In the words of the immortal Mae West, the Hollywood icon and not the personal flotation device, "when choosing between two evils, I like to try the one I've never tried before." Gesagt, getan. What's said is done. About a month ago on a Friday in the late afternoon, our home phone and our Internet simultaneously spit the bit. It wasn't the first time it hadn't worked and may well prove to NOT be the last time but it was my last straw.

About two years ago we swapped out and consolidated TV, phone and Internet service providers and went with a giant monolithic communications conglomerate. Lots of choices, lots of channels, bandwidth so deep and large you'd wade in at least up to your shoulders and beyond and don't forget that award winning phone quality. Sounds like a TV ad, right? Sort of is, and for a while at least it sort of was.

And then the high speed Internet started to get slow-that's not really true of course. It seemed to get slow is a more accurate description. The cable TV signal which was sort of iffy on some channels on most days when it wasn't iffy on most channels on some days slid a bit as well and telephone service. Well, gotta tell ya it's getting to the point where I'm no fun anymore about a home land line. It's like an appendix. I have one but don't know why.
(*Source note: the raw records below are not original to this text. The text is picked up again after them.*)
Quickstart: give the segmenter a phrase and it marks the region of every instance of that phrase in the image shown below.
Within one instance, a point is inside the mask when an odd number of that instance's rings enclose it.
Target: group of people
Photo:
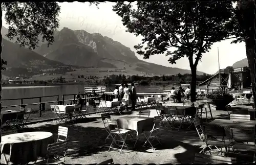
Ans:
[[[186,97],[187,100],[189,99],[190,95],[190,89],[189,86],[184,90],[182,87],[179,86],[178,90],[176,90],[174,87],[172,88],[169,93],[167,95],[166,101],[170,100],[171,99],[174,99],[175,102],[175,99],[177,103],[181,103],[181,98]]]
[[[126,101],[131,100],[132,102],[132,109],[135,109],[135,104],[137,99],[136,88],[134,86],[134,83],[132,83],[132,87],[129,88],[127,84],[122,83],[118,87],[116,86],[116,89],[114,90],[113,94],[115,98],[118,99],[118,101],[124,100]]]

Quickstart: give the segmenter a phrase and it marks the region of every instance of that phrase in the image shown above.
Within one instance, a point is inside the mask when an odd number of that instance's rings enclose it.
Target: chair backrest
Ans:
[[[99,104],[99,100],[94,100],[94,103],[95,104]]]
[[[203,126],[203,131],[206,136],[211,135],[212,136],[226,136],[224,127],[218,125],[206,125]]]
[[[51,108],[51,110],[52,111],[53,111],[54,110],[54,109],[55,108],[54,105],[50,105],[50,107]]]
[[[255,140],[254,130],[239,128],[230,129],[233,139],[238,142],[254,142]]]
[[[97,164],[114,164],[114,160],[112,158],[111,158]]]
[[[233,114],[249,114],[247,109],[237,109],[234,108],[232,110]]]
[[[19,107],[19,111],[25,111],[25,108],[24,107]]]
[[[116,128],[117,128],[117,130],[120,133],[119,127],[118,127],[118,124],[116,119],[111,119],[106,118],[106,122],[108,124],[108,128],[110,132],[112,130],[114,130]]]
[[[54,105],[54,108],[55,108],[55,112],[59,112],[59,107],[57,105]]]
[[[31,111],[32,111],[31,108],[27,108],[25,110],[25,112],[27,113],[31,113]]]
[[[198,164],[217,164],[228,163],[231,164],[236,162],[236,158],[228,157],[212,156],[196,153],[194,163]]]
[[[17,129],[12,129],[9,130],[1,131],[1,135],[3,136],[17,133],[18,133]]]
[[[154,126],[152,131],[159,129],[161,127],[161,123],[163,119],[163,114],[154,117]]]
[[[101,119],[102,120],[102,121],[105,120],[106,118],[111,119],[111,116],[110,116],[110,113],[102,113],[101,115]]]
[[[201,125],[201,121],[199,120],[199,118],[198,118],[198,116],[196,116],[193,119],[193,123],[195,125],[195,127],[196,127],[196,130],[197,130],[197,134],[198,134],[199,138],[202,141],[204,141],[205,139],[205,136],[204,132],[203,132],[203,129]]]
[[[57,139],[57,142],[63,142],[67,140],[68,138],[68,131],[69,130],[69,128],[68,127],[65,127],[62,126],[59,126],[58,129],[58,139]],[[59,138],[60,136],[65,137],[65,139],[61,139]]]
[[[166,107],[165,107],[165,108],[164,108],[164,111],[165,114],[177,114],[177,110],[178,109],[178,108],[176,106],[167,106],[167,108],[166,108]]]
[[[63,142],[58,142],[56,143],[48,145],[47,147],[47,164],[48,163],[48,159],[49,156],[55,156],[54,158],[57,157],[58,160],[59,161],[59,158],[57,155],[60,156],[63,155],[63,157],[66,156],[66,151],[68,150],[68,144],[69,140],[64,140]]]
[[[145,115],[147,116],[147,117],[149,117],[150,115],[150,110],[144,110],[139,111],[139,114],[140,116],[141,115]]]
[[[231,121],[249,121],[250,120],[249,114],[230,114],[230,120]]]
[[[198,105],[197,108],[203,108],[204,105],[203,104]]]

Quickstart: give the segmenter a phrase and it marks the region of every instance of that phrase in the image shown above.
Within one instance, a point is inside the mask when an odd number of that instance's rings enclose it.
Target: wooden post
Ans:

The outage lasted through mid-day on Sunday when Bob came out and fixed what, as it happens, two other cable TV guys had goobered up while at the house the previous Friday when oh so coincidentally things got stupid even as they were getting back in their van. After two hours of wheedling on a cell phone that evening we had a promise of Bob by Sunday if we were lucky and then after a half hour on the land line on Monday afternoon a grudging adjustment on my bill for forty two hours of no service for two of the three services for which I fork out over two hundred and ten smackers a month netted me twelve bucks. Thanks.

The online offer from the phone guys, themselves the blackest of the black-hearted monopolies earlier in my lifetime, came wie gerufen and the installation happened on Monday. So far, so good but also so what. I've watched us go from rabbit ears that Dad maneuvered to keep the snow to a minimum through Community Access Television, CATV, out at Harvey's Lake to the really big bucks for cable operators who now own TV networks.

There's no way I can watch all of this television, but I am willing to die trying when I'm not racing on the new, but old, Internet connection and not calling anyone named Roger on my phone. The cable guys had close to two hundred channels; the phone pholks have over four hundred, I think. Turns out it's not a federal law that ESPN has to be on channel 29. Either that or the telephone TV is an outlaw, I don't know which, but I'm back, in my dotage, to being a hunter gatherer. As it happens, Springsteen was only half right but that's because he wasn't a math major.